Outro nome que teve sucesso na Inglaterra é Willian, disparado o melhor jogador do Chelsea e bastante acostumado a lidar com a pressão na Seleção Brasileira. Atualmente é um dos melhores cobradores de faltas do mundo. Teve até mesmo a honra de receber elogios de Zico, um dos mestres desta arte. No Paris Saint-Germain, Lucas Moura fez gols, deu assistências e só não criou tantas oportunidades quanto Ángel Di Maria na equipe que foi campeã, com sobras, na França.

Casemiro, então, dispensa apresentações. Foi um monstro à frente da zaga do Real Madrid. Mostrou poder defensivo e ofensivo, um meio-campista completo se aproveitado da melhor maneira. Zidane, que começou a carreira como técnico depois de Dunga, conseguiu.

Experiência também não falta com nomes vencedores como Daniel Alves, Miranda e Filipe Luís. E Kaká, já que foi chamado mais sob essa ‘desculpa’. A Seleção Brasileira que entra em campo na estreia da Copa América, às 23h deste sábado (04), contra o Equador, não terá Neymar. No entanto, a sua ausência não é desculpa quando, mesmo com desfalques, contamos com bons valores em várias posições.

Contra o Panamá, a Seleção venceu… mas não convenceu (Foto: Lucas Figueiredo/MoWA Press)

Futebol são 11 em campo.
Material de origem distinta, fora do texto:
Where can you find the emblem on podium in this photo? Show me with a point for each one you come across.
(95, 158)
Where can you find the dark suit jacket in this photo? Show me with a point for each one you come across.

O Real Madrid acabou de levantar uma Champions League com Sergio Ramos sendo mais decisivo do que Cristiano Ronaldo, por exemplo. Em 2014, a Alemanha, aquela que aplicou 7 a 1 sobre o time da CBF, contava com vários craques. No entanto, não tinham uma figura com destaque tão acima dos demais. Indo mais longe ainda, em 1962 Pelé conseguiu ser substituído de maneira impecável por Amarildo.

Neymar faria falta a qualquer equipe do mundo, mas o que a Seleção precisa é de um modelo de jogo que aproveite ao máximo as capacidades de seus jogadores.